Lou et Lisa, deux nageuses sauveteuses se prêtent, ce vendredi après-midi caniculaire, à une démonstration de l’application pour la presse. Quotidiennement sur le terrain, elles sont confrontées à tous les profils, jeunes, vieux, exhibitionnistes… «On espère vraiment que ça va dissuader les potentiels harceleurs», appelle de ses vœux Lisa Fentati, cheffe de poste. Les deux jeunes femmes avouent elles aussi se faire régulièrement importuner par des hommes alors qu’elles sont en surveillance. L’été dernier, sur la plage voisine de l’Escale Borély, une de leur collègue âgée d’à peine 19 ans a été agressée sexuellement par deux hommes montés sur la chaise de vigie, sans que personne sur la plage ne réagisse.

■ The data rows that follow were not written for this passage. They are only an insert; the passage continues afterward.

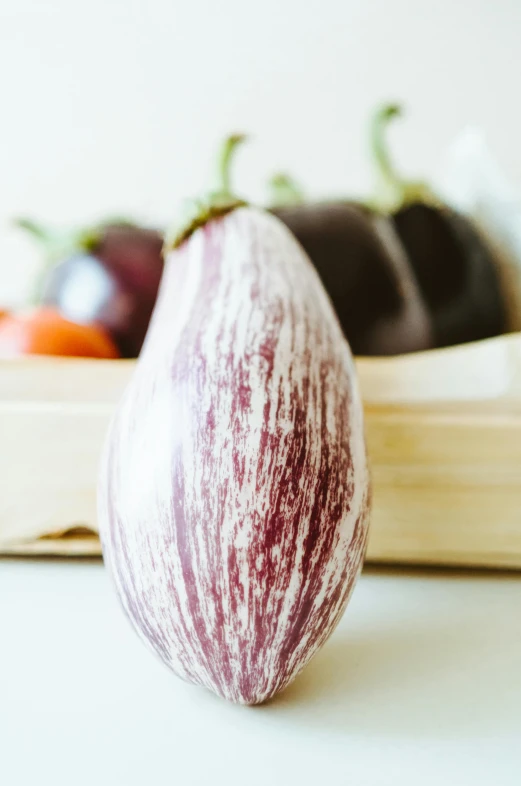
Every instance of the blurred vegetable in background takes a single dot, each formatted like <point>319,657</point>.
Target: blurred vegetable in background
<point>106,275</point>
<point>44,331</point>
<point>454,266</point>
<point>363,268</point>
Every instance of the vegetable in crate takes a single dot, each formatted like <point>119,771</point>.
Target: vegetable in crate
<point>364,269</point>
<point>108,275</point>
<point>455,268</point>
<point>44,331</point>
<point>234,490</point>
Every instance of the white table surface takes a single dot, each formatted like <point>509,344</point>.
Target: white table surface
<point>420,685</point>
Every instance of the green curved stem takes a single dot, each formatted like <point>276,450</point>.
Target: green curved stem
<point>217,203</point>
<point>228,149</point>
<point>386,172</point>
<point>392,191</point>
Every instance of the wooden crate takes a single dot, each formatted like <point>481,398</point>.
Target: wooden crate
<point>443,432</point>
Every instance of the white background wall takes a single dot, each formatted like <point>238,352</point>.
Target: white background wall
<point>117,105</point>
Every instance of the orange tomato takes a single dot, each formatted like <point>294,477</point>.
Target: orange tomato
<point>44,331</point>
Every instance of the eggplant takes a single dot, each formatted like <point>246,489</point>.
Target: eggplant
<point>234,490</point>
<point>457,273</point>
<point>361,263</point>
<point>106,275</point>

«Depuis le début de la saison, sept interventions ont eu lieu pour des faits de harcèlements et agressions sexuels sur les six plages marseillaises couvertes par la police municipale», explique Jean-Pierre Garnier, responsable du dispositif sécurité des plages et du littoral. «Malheureusement, c’est souvent classé sans suite, car les victimes ne déposent pas plainte», se désole l’agent. Nathalie Tessier, espère quant à elle que Safer Plage mais aussi la présence, deux demi-journées par semaine sur le site, des associations féministes et les panneaux de rappel à la loi — deux à trois ans d’emprisonnement et de 30 000 à 45 000 euros d’amende- permettront «de dissuader et d’éduquer». Daniela Levy, d’Osez le féminisme 13, salue quant à elle, «cette première action». Et de souligner que «communiquer permet de changer le climat dans lequel on évolue. Et lorsqu’on agit au niveau du sexisme, on prévient les violences».
«Ce sont les femmes qui sont agressées et c’est encore à elles de télécharger une application et de donner l’alerte.»

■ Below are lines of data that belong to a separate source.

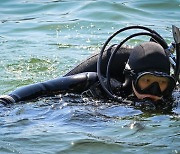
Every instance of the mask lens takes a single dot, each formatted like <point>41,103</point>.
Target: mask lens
<point>154,83</point>
<point>146,80</point>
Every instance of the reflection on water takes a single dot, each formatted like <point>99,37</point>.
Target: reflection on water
<point>41,40</point>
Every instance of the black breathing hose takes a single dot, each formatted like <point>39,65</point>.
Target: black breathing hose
<point>177,68</point>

L’appli à peine lancée, certaines baigneuses voient déjà les limites du dispositif. «C’est une bonne idée en soi, mais beaucoup de gens comme nous, par peur du vol, laissent leur portable à la consigne», lance Bénédicte. Même remarque quelques serviettes plus loin, de la part de Christelle, 51 ans et Nadia, 55 ans. Adeptes du monokini, les deux quinquagénaires sont régulièrement harcelées, «par des jeunes hommes mais aussi par des femmes», précise Christelle. «C’est de présence humaine dissuasive dont on a besoin, plus que d’une application !», souligne Nadia. Sonia, 33 ans, s’apprête quant à elle à quitter la plage. En repliant son paréo, elle fulmine : «Ce sont les femmes qui sont agressées et c’est encore à elles de télécharger une application et de donner l’alerte.. C’est dingue ! Mais à quel moment on s’occupe de sensibiliser les hommes ?» La mairie de Marseille n’a prévu à ce jour aucune médiation spécifique à destination des hommes. Ça n’a visiblement pas été réfléchi en amont, mais la déléguée aux droits des femmes assure que «ça peut l’être», par la suite. Pour l’heure, l’élue marseillaise compte naïvement sur l’allant des hommes à venir s’enquérir d’informations auprès des associations féministes durant leurs rares heures de présence sur site, ce mois d’août.